Geçici 15. maddenin kaldırılmasını doğru bir karar olarak değerlendiren Şandır, ilgili maddenin kaldırılmasıyla darbecilere hesap sorulamayacağını savundu. 1980 darbecilerinin zaman aşımı nedeniyle yargılanamayacağını dile getiren Şandır, "Sayın Başbakanın 'darbe anayasasını değiştiriyoruz' sözü doğru değildir. Darbe anayasası olduğu gibi yerinde duruyor. Geçici 15. maddeyi kaldırarak 1980 darbecilerinden hesap sorulmak isteniyorsa Milliyetçi Hareket Partisi grubunun verdiği zaman aşımı önergesini kabul etmeleri lazım. İhtilalden bu yana 30 yıl geçti, suçtan ve cezadan zaman aşımı oldu. Kenan Evren'den hesap sormak mümkün değildir. Mustafa Pehlivanoğlu'nun, Erdal Eren'in hesabını sormak mümkün değildir. Eğer hesap soracaksanız verdiğimiz önergeye 'evet' demeliydiler. Hesap sormak gibi niyetleri yok. Öyle bir niyetleri olsa 28 Şubat ve 27 Nisan e-muhtırasının hesabını sorarlardı. Darbe yapan veya teşebbüs edenlerden hesap sorabilirlerdi ama sormadılar, altlarına 1 milyon liralık zırhlı araç verdiler." diye konuştu.

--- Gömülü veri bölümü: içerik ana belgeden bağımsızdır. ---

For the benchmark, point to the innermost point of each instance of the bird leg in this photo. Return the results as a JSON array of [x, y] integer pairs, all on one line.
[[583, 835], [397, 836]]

"YAŞ'I SİYASETEN YORUMLAMAK DOĞRU DEĞİL"
MHP Genel Başkan Yardımcısı Şandır, Yüksek Askeri Şura (YAŞ) kararlarıyla ilgili bir soruya ise şu cevabı verdi:
"Hukuki süreci devam etmektedir. Siyaseten yorumlamak doğru değil. Üzerine anlamlar yükleyerek siyaseten değerlendirmeyi uygun bulmuyorum. Yüksek Askeri Şura kendi gelenekleri doğrultusunda karar verecektir. Siyasi iktidarın başlangıçtan bu yana Yüksek Askeri Şura kararlarına şerh koyması çatışma olduğunu ifade eder. Halbuki Yüksek Askeri Şura ile hükümet birbirlerine karşı sorumlu. Yargının kararlarına bir şey söylemiyoruz ama Yüksek Askeri Şura'nın devam ettiği bir süreçte ataması söz konusu olan bir komutan hakkında böyle bir işlem başlatılmış olmasını makul görmüyorum. Tabi suç varsa bunların yargı tarafından ortaya çıkarılmasını biz de talep ediyoruz."